By tracking students' responses to each level of intervention, educators can determine when more intensive interventions are needed for which students. Monitoring student response to each level of intervention thus serves as a convenient screening tool: Students who do not benefit from universal interventions are candidates for secondary prevention activities, and those who fail to succeed when targeted interventions are applied may be in need of tertiary prevention strategies. The theme of positive behavior support runs across all three levels, in that the major focus of intervention is on teaching the student appropriate skills that will meet his or her needs more effectively than do the problem behaviors.

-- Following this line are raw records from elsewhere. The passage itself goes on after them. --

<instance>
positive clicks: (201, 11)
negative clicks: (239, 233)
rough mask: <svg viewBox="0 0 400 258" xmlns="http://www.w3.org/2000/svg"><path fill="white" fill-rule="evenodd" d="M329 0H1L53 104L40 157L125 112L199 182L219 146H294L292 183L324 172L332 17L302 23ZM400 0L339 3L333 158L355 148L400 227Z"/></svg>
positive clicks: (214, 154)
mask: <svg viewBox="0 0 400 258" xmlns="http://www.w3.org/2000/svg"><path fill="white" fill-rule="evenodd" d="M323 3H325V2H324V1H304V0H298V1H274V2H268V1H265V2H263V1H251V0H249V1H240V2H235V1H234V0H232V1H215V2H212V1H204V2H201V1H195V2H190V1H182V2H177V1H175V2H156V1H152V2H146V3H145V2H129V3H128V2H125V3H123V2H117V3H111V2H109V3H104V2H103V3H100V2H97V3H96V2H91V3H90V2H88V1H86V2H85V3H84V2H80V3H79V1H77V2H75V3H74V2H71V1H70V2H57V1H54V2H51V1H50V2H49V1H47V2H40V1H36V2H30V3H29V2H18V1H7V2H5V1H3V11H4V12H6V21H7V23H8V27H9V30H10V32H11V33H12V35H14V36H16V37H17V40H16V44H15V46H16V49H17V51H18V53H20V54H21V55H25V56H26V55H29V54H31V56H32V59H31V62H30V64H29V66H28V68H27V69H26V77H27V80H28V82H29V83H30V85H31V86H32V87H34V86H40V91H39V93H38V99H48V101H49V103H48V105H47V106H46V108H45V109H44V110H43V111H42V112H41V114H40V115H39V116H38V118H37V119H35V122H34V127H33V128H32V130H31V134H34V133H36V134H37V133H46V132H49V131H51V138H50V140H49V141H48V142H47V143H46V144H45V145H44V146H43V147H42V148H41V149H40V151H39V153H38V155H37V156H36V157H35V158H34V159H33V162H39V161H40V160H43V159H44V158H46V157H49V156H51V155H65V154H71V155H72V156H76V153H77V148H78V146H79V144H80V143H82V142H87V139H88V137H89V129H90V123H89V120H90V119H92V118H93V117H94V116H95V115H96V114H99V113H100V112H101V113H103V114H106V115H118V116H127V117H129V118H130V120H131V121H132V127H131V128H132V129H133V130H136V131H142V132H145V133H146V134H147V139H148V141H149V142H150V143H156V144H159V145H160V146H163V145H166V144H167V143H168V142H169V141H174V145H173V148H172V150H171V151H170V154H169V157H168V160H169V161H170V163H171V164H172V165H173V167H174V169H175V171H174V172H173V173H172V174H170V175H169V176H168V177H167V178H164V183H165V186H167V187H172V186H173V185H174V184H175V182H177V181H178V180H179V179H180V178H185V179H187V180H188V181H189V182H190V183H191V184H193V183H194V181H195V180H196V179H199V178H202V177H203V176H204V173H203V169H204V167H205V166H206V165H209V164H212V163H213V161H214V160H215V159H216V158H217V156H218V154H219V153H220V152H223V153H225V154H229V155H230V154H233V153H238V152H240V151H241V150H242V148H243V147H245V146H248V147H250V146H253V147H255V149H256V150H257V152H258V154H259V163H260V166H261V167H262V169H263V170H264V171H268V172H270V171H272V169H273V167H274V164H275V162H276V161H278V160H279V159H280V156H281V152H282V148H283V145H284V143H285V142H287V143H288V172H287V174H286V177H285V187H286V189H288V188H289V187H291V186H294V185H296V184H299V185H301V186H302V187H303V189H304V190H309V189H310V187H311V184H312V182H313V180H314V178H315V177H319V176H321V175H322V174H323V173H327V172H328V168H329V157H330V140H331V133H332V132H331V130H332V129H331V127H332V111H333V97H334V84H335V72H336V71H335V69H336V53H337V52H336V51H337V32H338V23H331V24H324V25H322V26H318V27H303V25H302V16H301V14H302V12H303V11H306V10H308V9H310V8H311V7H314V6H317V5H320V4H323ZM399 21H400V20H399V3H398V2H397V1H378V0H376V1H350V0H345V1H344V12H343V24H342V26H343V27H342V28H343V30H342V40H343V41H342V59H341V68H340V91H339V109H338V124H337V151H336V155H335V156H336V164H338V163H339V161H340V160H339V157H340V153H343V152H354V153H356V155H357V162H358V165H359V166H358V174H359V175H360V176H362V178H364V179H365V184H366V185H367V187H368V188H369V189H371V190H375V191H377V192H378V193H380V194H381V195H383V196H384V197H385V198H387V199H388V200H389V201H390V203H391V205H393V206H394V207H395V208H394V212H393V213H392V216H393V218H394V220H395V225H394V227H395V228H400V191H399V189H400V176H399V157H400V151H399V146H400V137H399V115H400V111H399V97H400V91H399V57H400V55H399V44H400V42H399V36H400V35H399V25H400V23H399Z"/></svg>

Another set of advances involves the use of technology in providing training and support for professionals who serve students with challenging behavior. Dozens of World Wide Web sites provide information and access to resources with regard to effective academic instruction, assessments and interventions for undesired student behavior, and improving school safety. Interactive, multimedia training modules (even entire courses) are available in CD-ROM and Web-based formats. These innovations, in addition to distance education courses, are increasing professionals' access to training in effective practices for students with challenging behavior. Thanks to online linkages, professionals now have greater access to another important resource—each other. Collaborative approaches to intervention planning and implementation, including wraparound planning and collaborative teaching in general education classrooms, also have improved the support base for persons who work with the full range of student behavior, from strategies that prevent or minimize initial occurrences of problem behaviors to intensive interventions for some of the most challenging pupils. As educators have become more involved in transdisciplinary systems of care for this population, their collaboration with other providers and with families has increased, which has resulted in improved support for both the student and the classroom teacher.

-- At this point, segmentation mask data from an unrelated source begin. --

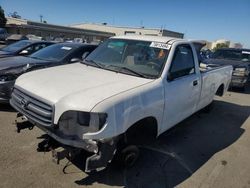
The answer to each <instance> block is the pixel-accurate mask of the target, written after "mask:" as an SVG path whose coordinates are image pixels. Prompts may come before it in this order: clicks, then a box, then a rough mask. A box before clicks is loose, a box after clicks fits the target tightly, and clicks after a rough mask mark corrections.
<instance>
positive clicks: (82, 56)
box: [82, 52, 89, 60]
mask: <svg viewBox="0 0 250 188" xmlns="http://www.w3.org/2000/svg"><path fill="white" fill-rule="evenodd" d="M88 55H89V52H84V53H83V54H82V60H84V59H85V58H86V57H87V56H88Z"/></svg>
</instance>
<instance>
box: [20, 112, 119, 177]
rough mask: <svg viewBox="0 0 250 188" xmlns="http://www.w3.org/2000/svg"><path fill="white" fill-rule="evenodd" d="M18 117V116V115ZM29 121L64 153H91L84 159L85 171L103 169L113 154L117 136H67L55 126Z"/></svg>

Finally, attention is being directed to the critical need to deliver more effective academic instruction to students with EBD. Researchers have documented the lack of effective instructional practices with this student population, and leaders in the field are calling for a focus on improving the appropriateness of curriculum and students' rates of correct academic responding. This emphasis fits well with the inclusion of direct instruction and reinforcement of appropriate social skills to replace undesired behaviors targeted for reduction in behavior support plans.